Tanjug (acronym of Telegrafska agencija Nova Jugoslavija, German: news agency " new Yugoslavia ") was the official news agency of Yugoslavia and is now the national press agency of Serbia.

Tanjug was founded on November 5, 1943. Her responsibilities included the first reporting on the liberation struggle in the military occupied Yugoslavia.

In its " golden age " to Tanjug based on a global network of 48 correspondents, counted according to his own statement to the 10 largest news agencies in the world and was the leading news agency of Non-Aligned States. Among the outstanding achievements included claims to be the world's first-time coverage of the invasion of the Bay of Pigs in Cuba in 1961 or the taking of Saigon by North Vietnamese troops in 1975, moreover, the initial reports about Bobby Fischer's world title in 1972 in chess or through the military coup against Chilean President Salvador Allende in 1973. Additional events of historical importance, Tanjug reported on the first press medium 1968 were the suppression of the Prague Spring by the military invasion of the Warsaw Pact countries in Czechoslovakia and the fall of the Romanian dictator Nicolae Ceausescu in December 1989.

From 1992-2003 was the state Tanjug news agency of the Federal Republic of Yugoslavia, 2003-2006, the state news agency of the State Union of Serbia and Montenegro.
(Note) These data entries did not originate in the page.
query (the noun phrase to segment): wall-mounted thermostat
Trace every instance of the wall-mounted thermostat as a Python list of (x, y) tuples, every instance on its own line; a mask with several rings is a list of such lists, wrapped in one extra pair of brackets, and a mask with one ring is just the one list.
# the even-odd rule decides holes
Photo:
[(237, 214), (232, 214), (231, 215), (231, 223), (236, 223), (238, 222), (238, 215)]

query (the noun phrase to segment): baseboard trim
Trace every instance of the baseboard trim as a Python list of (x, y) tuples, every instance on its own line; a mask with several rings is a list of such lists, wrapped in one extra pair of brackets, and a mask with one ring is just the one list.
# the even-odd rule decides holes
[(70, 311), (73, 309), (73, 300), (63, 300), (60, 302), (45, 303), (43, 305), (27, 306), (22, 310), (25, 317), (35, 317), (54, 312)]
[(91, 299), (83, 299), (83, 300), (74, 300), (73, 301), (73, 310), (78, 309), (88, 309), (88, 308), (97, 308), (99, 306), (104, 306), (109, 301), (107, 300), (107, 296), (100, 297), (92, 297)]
Since 2006 she is the State News Agency of the Republic of Serbia.

Of importance is the photo archive of the news agency, which includes about 3.5 million photographs.

In the course of privatization Tanjug should be redesigned from 2007 in a market economy -oriented company. The Agency employed the end of 2006 a total of 313 employees, including 147 journalists, 27 translators and four press photographers.